The DDPG hyperparameters are determined via a large number of experiments and tuning, as summarized in
Table 5.
5.2. Orderly Charging Based on DDPG
Figure 8 shows the multi-zone orderly-charging load curves under the DDPG policy.
From
Figure 8 and
Table 6 and
Table 7, DDPG achieves strong results for multi-zone orderly charging. Across the three zones types, the total morning peak (8:00–12:00) reduction is 2296.38 kW, and the evening peak (17:00–22:00) reduction is 1335.92 kW, yielding a cumulative peak-period reduction of 3632.30 kW. After scheduling, peak values during peak periods in each zone drop noticeably; the “spiky” shape of the curves is substantially flattened, demonstrating the strategy’s ability to suppress peak loads. In some zones, valley-period loads increase relative to pre-scheduling levels, thereby achieving “peak shaving and valley filling,” improving the grid load profile and enhancing hosting capacity. Overall, the DDPG orderly-charging plus storage coordination mechanism significantly depresses peak values. By adapting to the distinct consumption characteristics of residential, office, and industrial zones, it dynamically optimizes EV charging load distribution to reduce peak loads and fill valleys, improving distribution-grid operational stability.
As shown in
Figure 9, the storage system starts charging during the early valley period (initial energy 400 kWh) and reaches full charge by 02:00. Entering the morning peak, it begins discharging at 08:00 and continues until 11:00, precisely matching peak demand. After 12:00 (midday valley), it charges again and maintains charging until 14:00. At 17:00 (evening peak), it discharges once more to support supply and finally resumes charging during the late-night valley at 23:00. This charge/discharge cycle closely follows the morning–evening peak rhythm, effectively “empowering” multi-zone orderly charging to achieve peak shaving and valley filling.

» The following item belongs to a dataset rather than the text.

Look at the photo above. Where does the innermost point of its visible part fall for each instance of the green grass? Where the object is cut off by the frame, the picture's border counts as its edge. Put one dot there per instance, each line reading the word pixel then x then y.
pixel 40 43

We compare Twin Delayed Deep Deterministic Policy Gradient (TD3), DDPG, Soft Actor–Critic (SAC), and the multi-objective Particle Swarm Optimization algorithm (MOPSO). All algorithms adopt early stopping with at least 100 episodes, patience of 20 episodes, and a convergence threshold of 0.1. The results are as follows.
From
Figure 10,
Figure 11 and
Figure 12 and
Table 8, algorithmic differences in computational efficiency are evident. TD3 requires 253.20 s, DDPG 240.30 s, SAC 607.64 s, and MOPSO 1148.53 s. In terms of electricity cost optimization, all algorithms share the same baseline cost for unordered charging (USD 2994.85), but differences lie in the optimized costs and savings. Among untuned RL methods, TD3 saves USD 491.69 (16.42%), DDPG saves USD 511.49 (17.08%), SAC saves USD 469.54 (15.68%), and MOPSO saves USD 472.36 (15.77%). Overall, the traditional MOPSO algorithm lags significantly behind in both computational efficiency and cost optimization, highlighting the advantages of RL in multi-zone orderly-charging scheduling. DDPG performs the best, with the shortest runtime and the largest cost savings, demonstrating its superiority in both training efficiency and cost optimization. As shown in the reward comparison plot, with the addition of Gaussian noise, the DDPG not only excels in computational efficiency and cost reduction but also achieves a larger exploration range in the early stage of training to fully traverse the strategy space. Subsequently, it gradually shifts from short-term high-reward strategies to more stable long-term strategies, realizing the minimization of cost and variance and ultimately finding a better solution. Thus, it is the most reliable and effective solution for multi-zone EV orderly-charging strategies.
6. Discussion
6.1. Data Validity and Algorithmic Performance Analysis
The proposed method allows for external validation and data traceability, as the basic data is derived from the U.S. public dataset (
https://nhts.ornl.gov). This external public dataset serves as effective external validation, addressing the issue of data traceability. Furthermore, the Monte Carlo method is a common approach in the research on orderly charging of electric vehicles, and the research can be fully reproduced according to the descriptions in the manuscript [
30,
31,
32,
33,
34].
Regarding algorithmic performance, the DDPG algorithm demonstrates superior computational efficiency and optimization capability compared to baseline methods (TD3, SAC, and MOPSO). As detailed in
Table 8, DDPG achieves the highest cost savings (17.08%) with the shortest computation time. It should be noted that these specific results are valid for the presented case study. Unlike the traditional MOPSO algorithm, which suffers from computational bottlenecks in high-dimensional state spaces, DDPG effectively handles the continuous action space of multi-zone scheduling.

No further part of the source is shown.